Der Vorschlag der EU-Kommission ist ein Schritt in die richtige Richtung und der Rat hat bereits im Sommer 2025 eine taugliche Kompromisslinie verabschiedet. Auch im Europäischen Parlament sah es lange nach einem tragfähigen Kompromiss für Verhandlungen aus. Der federführende Rechtsausschuss (JURI) hatte unter Berichterstatter Jörgen Warborn bereits am 13. Oktober 2025 eine Position verabschiedet, die ebenfalls eine deutliche Einschränkung der Berichts- und Sorgfaltspflichten vorsah – etwa durch höhere Schwellenwerte und eine Begrenzung der Sorgfaltspflichten entlang der Lieferkette. Alles gut also? Nein, denn das Plenum des Europäischen Parlaments lehnte diese Position am 22. Oktober 2025 völlig überraschend ab. Seitdem ringen die Fraktionen um einen neuen Kompromiss. Dabei wäre ein klares Signal der Handlungsfähigkeit europäischer Politik so wichtig.

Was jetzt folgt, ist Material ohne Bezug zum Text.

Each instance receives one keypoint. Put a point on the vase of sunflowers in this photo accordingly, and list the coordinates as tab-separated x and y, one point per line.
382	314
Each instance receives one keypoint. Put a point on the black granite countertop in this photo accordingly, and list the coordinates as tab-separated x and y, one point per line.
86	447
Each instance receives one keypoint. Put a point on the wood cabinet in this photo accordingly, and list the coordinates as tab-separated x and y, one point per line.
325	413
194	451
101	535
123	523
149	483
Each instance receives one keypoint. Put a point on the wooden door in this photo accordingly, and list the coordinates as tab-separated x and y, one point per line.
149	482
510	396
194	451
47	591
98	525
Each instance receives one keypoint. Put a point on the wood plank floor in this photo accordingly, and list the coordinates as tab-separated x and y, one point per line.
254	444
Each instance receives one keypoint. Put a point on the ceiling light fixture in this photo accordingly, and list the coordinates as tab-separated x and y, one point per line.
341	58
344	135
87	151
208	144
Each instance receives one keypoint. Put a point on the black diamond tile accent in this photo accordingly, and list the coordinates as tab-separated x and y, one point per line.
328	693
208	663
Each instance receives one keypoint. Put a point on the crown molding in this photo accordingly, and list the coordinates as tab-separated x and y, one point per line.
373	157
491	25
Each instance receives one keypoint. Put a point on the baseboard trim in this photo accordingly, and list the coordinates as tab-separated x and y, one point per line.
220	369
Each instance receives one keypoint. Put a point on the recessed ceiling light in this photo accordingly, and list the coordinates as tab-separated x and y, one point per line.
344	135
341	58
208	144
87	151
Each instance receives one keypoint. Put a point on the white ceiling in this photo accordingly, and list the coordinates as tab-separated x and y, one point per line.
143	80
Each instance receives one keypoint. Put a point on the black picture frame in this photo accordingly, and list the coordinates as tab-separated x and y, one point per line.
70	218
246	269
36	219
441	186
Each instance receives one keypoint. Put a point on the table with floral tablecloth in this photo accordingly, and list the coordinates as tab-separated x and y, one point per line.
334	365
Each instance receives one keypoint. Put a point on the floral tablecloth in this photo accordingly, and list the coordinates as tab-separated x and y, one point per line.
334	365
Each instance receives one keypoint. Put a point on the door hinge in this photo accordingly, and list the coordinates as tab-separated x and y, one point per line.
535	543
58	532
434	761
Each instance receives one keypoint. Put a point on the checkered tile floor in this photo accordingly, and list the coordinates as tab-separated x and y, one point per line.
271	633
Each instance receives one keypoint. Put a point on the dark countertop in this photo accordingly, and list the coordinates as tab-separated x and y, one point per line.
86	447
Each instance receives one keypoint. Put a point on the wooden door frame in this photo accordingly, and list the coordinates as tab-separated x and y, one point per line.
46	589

Schon jetzt sind oft mittelständische Zuliefererbetriebe, die gar nicht direkt unter die europäischen Vorgaben fallen, dennoch massiv davon betroffen. Sie sollen im Vorgriff auf die kommenden Regelungen detaillierte Nachhaltigkeitskennzahlen offenlegen, darunter zu Treibhausgasemissionen, Arbeitsbedingungen und ESG-Maßnahmen in der eigenen Lieferkette. Diese sind aber regelmäßig nicht ohne zusätzliche personelle und finanzielle Mittel zu ermitteln. Die klare Sorge: Wer die Zahlen nicht liefert, verliert den Auftrag. Das muss sich ändern.
Mit den geplanten Änderungen würde das Thema Nachhaltigkeit auch nicht wie oft fälschlich behauptet abgeschafft – sondern endlich in vertretbare Bahnen gelenkt. Die Nachhaltigkeitsberichterstattung muss praxistauglich und verhältnismäßig sein – und kein bürokratischer Albtraum.

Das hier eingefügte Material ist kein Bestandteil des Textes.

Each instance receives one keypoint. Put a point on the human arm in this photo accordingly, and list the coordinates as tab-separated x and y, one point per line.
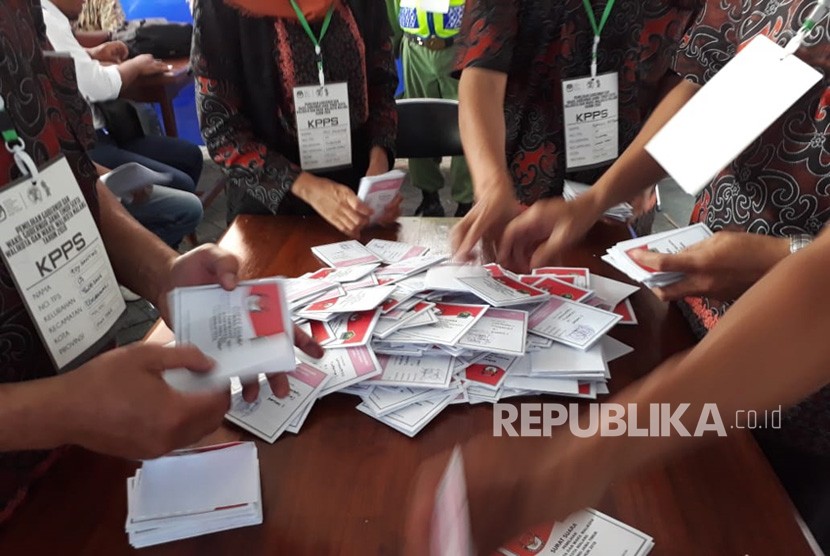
779	324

Teile des Europäischen Parlaments wollen den Vorschlag offensichtlich verwässern oder ganz kippen. Bei der Entscheidung geht um die Frage, ob Europa bereit ist, wirtschaftliche Realitäten ernst zu nehmen. Natürlich begrüßen wir den Willen zur Vereinfachung sehr, fordern aber endlich Klarheit für unsere Unternehmen. Sie brauchen jetzt Rechtssicherheit, verlässliche Übergangsfristen und eine klare Planungsperspektive. Europa muss Wort halten, wenn es ein ernstzunehmender, wettbewerbsfähiger Wirtschaftsraum bleiben will!
Die Abstimmung im Parlament am Donnerstag ist daher ein entscheidender Lackmustest. Für die Reformfähigkeit der EU, für die Glaubwürdigkeit der EU-Kommission und für die Zukunft des Industriestandorts Europa. Denn wenn das Europäische Parlament sich nicht zusammenrauft, stehen alle EU-Institutionen blamiert da. Der Omnibus muss endlich deutlich an Fahrt aufnehmen – und zwar jetzt.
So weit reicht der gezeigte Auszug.